One of the primary considerations in evaluating AOPs is the relevance and reliability of the methods with which the KEs can be measured. The aim of this section of the KE description is not to provide detailed protocols, but rather to capture, in a sentence or two, per method, the type(s) of measurements that can be employed to evaluate the KE and the relative level of scientific confidence in those measurements. Methods that can be used to detect or measure the biological state represented in the KE should be briefly described and/or cited. These can range from citation of specific validated test guidelines, citation of specific methods published in the peer reviewed literature, or outlines of a general protocol or approach (e.g., a protein may be measured by ELISA).Key considerations regarding scientific confidence in the measurement approach include whether the assay is fit for purpose, whether it provides a direct or indirect measure of the biological state in question, whether it is repeatable and reproducible, and the extent to which it is accepted in the scientific and/or regulatory community. Information can be obtained from the OECD Test Guidelines website and the EURL ECVAM Database Service on Alternative Methods to Animal Experimentation (DB-ALM). ?
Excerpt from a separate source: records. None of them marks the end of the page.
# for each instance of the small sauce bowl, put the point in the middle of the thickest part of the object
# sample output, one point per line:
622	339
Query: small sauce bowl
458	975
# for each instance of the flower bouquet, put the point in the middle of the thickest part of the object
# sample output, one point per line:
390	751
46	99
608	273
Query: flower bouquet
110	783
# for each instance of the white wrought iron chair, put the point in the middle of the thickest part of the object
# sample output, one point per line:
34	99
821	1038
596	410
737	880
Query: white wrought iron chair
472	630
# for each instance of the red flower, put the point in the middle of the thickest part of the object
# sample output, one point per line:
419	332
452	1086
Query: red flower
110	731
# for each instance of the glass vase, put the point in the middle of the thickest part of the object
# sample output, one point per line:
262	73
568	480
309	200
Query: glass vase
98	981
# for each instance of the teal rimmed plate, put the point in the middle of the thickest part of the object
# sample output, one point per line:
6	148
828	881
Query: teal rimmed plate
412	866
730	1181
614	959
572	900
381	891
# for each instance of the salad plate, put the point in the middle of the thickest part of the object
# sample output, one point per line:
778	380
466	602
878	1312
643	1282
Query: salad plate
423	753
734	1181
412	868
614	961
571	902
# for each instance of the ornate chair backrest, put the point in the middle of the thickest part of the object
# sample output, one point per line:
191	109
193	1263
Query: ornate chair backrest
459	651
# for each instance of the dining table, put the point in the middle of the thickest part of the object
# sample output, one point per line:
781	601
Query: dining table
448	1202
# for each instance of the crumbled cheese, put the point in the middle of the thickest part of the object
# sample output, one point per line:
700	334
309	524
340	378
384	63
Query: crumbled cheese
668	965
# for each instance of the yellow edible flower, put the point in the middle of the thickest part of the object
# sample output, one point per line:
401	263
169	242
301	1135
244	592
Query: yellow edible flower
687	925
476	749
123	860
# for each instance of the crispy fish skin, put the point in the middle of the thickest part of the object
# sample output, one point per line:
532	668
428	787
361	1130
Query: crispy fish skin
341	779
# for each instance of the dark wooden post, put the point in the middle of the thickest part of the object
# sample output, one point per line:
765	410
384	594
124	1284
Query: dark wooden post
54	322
In humans, hyperglycemia is characterized as a random blood glucose of ≥ 200 mg/dL (11.1 mmol/L) (17).

In research animals, hyperglycemia is typically characterized as a significant difference in fasted blood glucose relative to a control group. To get a more dynamic understanding of blood glucose homeostasis, a glucose tolerance test can be performed. Briefly, following the administration of a bolus of glucose, blood glucose can be measured sequentially, typically in 15-minutes intervals for research animals (1) and 30-minutes in humans (6), for 120 minutes. Individual time points can be compared (i.e., 15-minutes post-glucose exposure) relative to controls as well as the overall area under the curve.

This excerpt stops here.